The Ulster Unionist Party leader was elected in his Upper Bann constituency, despite fears he could lose his seat.
Mr Beattie, speaking after he arrived at the Magherafelt count centre alongside Foyle candidate Ryan McCready, admitted that it had been a battle: “I think you never take the electorate for granted.
“I am from Upper Bann, I have had to make unpopular decisions in the direction of the party as party leader and that may well have had an effect on me, but these are the sort of things you go through all the time when you’re thinking about an election.
“Angry negative unionism is turning people off,” he said.
“People are going to the likes of the Alliance Party in droves because they’re being turned off by that angry, negative unionism.
“It might take a while to change that psyche. It may well be a supertanker that has a large turning circle, but we need to do it.”
Mr Beattie said that the party had performed well in Foyle, Belfast and in North Antrim.
Mr McCready on Saturday was in a tough battle for the final seat in the Foyle constituency.
The Ulster Unionist leader was also asked about the future of his leadership.
“People can question my leadership all they want.

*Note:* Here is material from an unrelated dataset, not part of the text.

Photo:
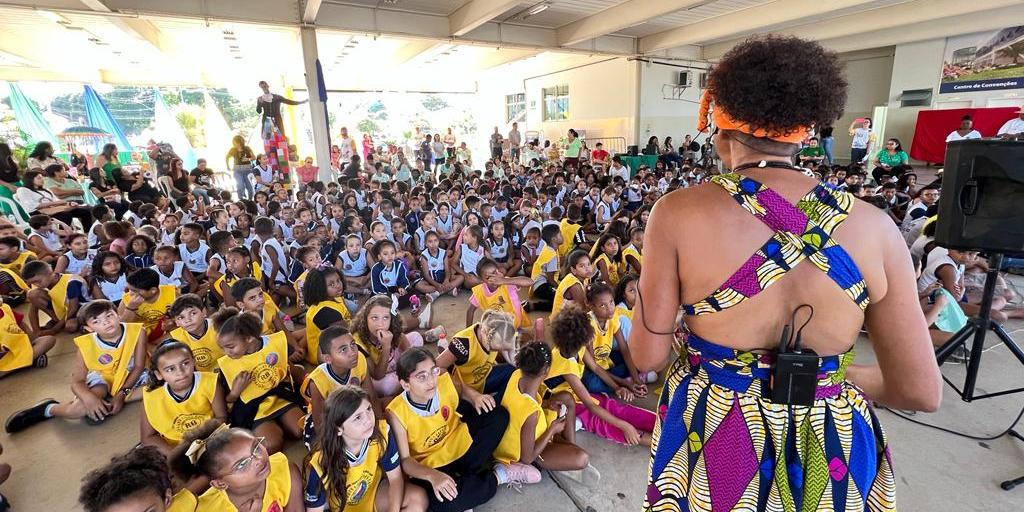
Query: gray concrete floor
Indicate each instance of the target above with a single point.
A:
(935, 471)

“I’ve set the direction of travel. And what we have done previously, within the Ulster Unionist Party, is something bad has happened and we’ve all said ‘Oh, we’ll have to rethink what we’re doing’ and we’ve gone off in a completely different direction.
“I don’t believe that’s the case this time.”
He said that his priority was getting the Executive restored.
“We need to be working for the people.
“So the Government needs to be up and running. That means getting the Executive up and running.
“That means people getting in and getting it working again, we need to be able to spend over £300 million that’s sitting there because people need it.”
Earlier, the Ulster Unionist Party’s Rosemary Barton, who is set to lose her seat in Fermanagh and South Tyrone to party colleague Tom Elliott, has said the UUP must not forget conservative voters.
Ms Barton said that what happens next is up to the party leader.
Her defeat leaves the party with no female MLAs.
“I’m not sure what has gone wrong, but I think we do need to, perhaps, look at the strategies we have for the future,” Ms Barton told the PA news agency.
“We have to be progressive but we also cannot forget about those that are slightly more conservative. They have got to be brought along also.
“That’s something that the party must be very mindful of.”
The Ulster Unionists also suffered a blow in East Antrim, where Roy Beggs Jr, a former Stormont deputy speaker and party stalwart, was eliminated early in the voting process for the constituency, which covers the coastal towns of Carrickfergus and Larne.
Mr Beggs had been his party’s longest serving MLA, having held the seat since 1998.